狂った攻めに歪ませられる受けが好きです!
八女井 絢兎(やめい けんと):内気で神経質な陰キャ。ネーミングは、病=やまい=やめい・伏=いぬひと=けんと。
古草 翔真(ふるくさ しょうま):快活でいつも周りに人がいる人気者。ネーミングは「苦しみましょう」。
ーーーーーーーーーーーーーーーーーーーーーーーーーー
いつも通りの憂鬱な朝焼け。白々しいほどに澄み切った空気。
まるで世界なんか終わったかのように静かだ。
『なに詩人みたいなこと考えてんの?』
学校へ向かおうと踏み出した途端、背後から声がする。
「……」
『あれ、無視するんだ?』
挑発とも取れる声の正体は振り向かなくともわかる。
万人受けしそうな顔と性格。明るくて、いつも笑顔で、爽やかで。僕とは全く正反対の……。
『ま、朝から独り言なんて、痛々しいもんね』
からからと笑う声に思わず耳を塞ぐ。
「一体、いつまで僕を苛むつもりなんだ……。いい加減消えてくれ」
吐き捨てるように呟く言葉。
『はは。それを俺に言うの?』
さもおかしそうに笑う声。全部、憎たらしいほどいつも通りだ。
「お前は一体何なんだよ……!」
『わかってるくせに』
いつの間にか目の前に来た彼は、口を歪めて僕を見下ろす。その体はゆらゆらと僕の目の前で宙を揺蕩う。
『言ったよね?』
ああ、わかってる。そんなこと認めたくもないけれど。何度問うても返ってくるのは同じ言葉だ。確かに僕は狂っている。
『俺は君が創り出した幻影だって』
僕なんかよりもよっぽど人間染みた笑顔をみせる彼は、『幻』なのだ。何故なら、彼は他の人には見えていない。そして、彼は“死んだ人間”ではない。
『つまり、俺が消えるも話しかけるも君次第。これだって手の込んだ独り言なんだから』
「……狂ってる」
『そうなんだろうね』
頭を押さえて歩き出した僕の真横。肩を竦めた亡霊が浮遊しながらついてくる。もう一年は経つだろうか。この亡霊に憑りつかれて。
僕、八女井 絢兎(やめい けんと)は普通じゃない。
周りと違い、極端に自分を出すことに抵抗があり、神経質で、無愛想で、いつも一人だった。

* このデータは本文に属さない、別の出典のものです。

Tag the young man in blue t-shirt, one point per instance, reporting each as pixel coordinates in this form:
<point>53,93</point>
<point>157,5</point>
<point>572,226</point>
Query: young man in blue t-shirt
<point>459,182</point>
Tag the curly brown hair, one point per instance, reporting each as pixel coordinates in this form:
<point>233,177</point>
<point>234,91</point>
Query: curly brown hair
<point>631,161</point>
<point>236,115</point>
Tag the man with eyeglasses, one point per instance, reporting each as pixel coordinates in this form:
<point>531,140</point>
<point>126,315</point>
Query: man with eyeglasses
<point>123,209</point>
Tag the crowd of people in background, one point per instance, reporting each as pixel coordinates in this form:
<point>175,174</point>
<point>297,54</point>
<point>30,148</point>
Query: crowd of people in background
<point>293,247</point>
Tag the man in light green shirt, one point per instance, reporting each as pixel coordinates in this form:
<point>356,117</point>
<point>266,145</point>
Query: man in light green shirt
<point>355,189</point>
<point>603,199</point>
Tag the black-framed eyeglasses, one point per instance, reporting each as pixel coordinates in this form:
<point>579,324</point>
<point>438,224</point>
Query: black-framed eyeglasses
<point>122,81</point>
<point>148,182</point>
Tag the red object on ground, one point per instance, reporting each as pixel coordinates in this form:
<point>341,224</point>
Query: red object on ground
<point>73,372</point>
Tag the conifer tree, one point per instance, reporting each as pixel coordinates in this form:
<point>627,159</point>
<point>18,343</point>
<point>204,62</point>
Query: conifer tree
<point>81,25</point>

幼い頃からずっとそうだったけれど、高校生となった今は前より増して世界が歪んで見えた。
実際に歪んでいるのは僕なのだろう。
特に最近は一人でぐるぐると押し問答をする時間が長くなり、ついには彼のような幻を生んでしまった次第で。
彼が言うには、僕の心はストレスに耐えきれなくなって、彼という存在を生み出したらしい。
友達のいない僕はついに友達を創り出してしまったのだ。実に頭の痛いことだ。馬鹿馬鹿しくて、情けなくて……自分がほとほと嫌になる。
自分の同級生たちは彼氏彼女がどうだの、部活が楽しいだの友達と遊ぶだのと今の時間を生きているのに。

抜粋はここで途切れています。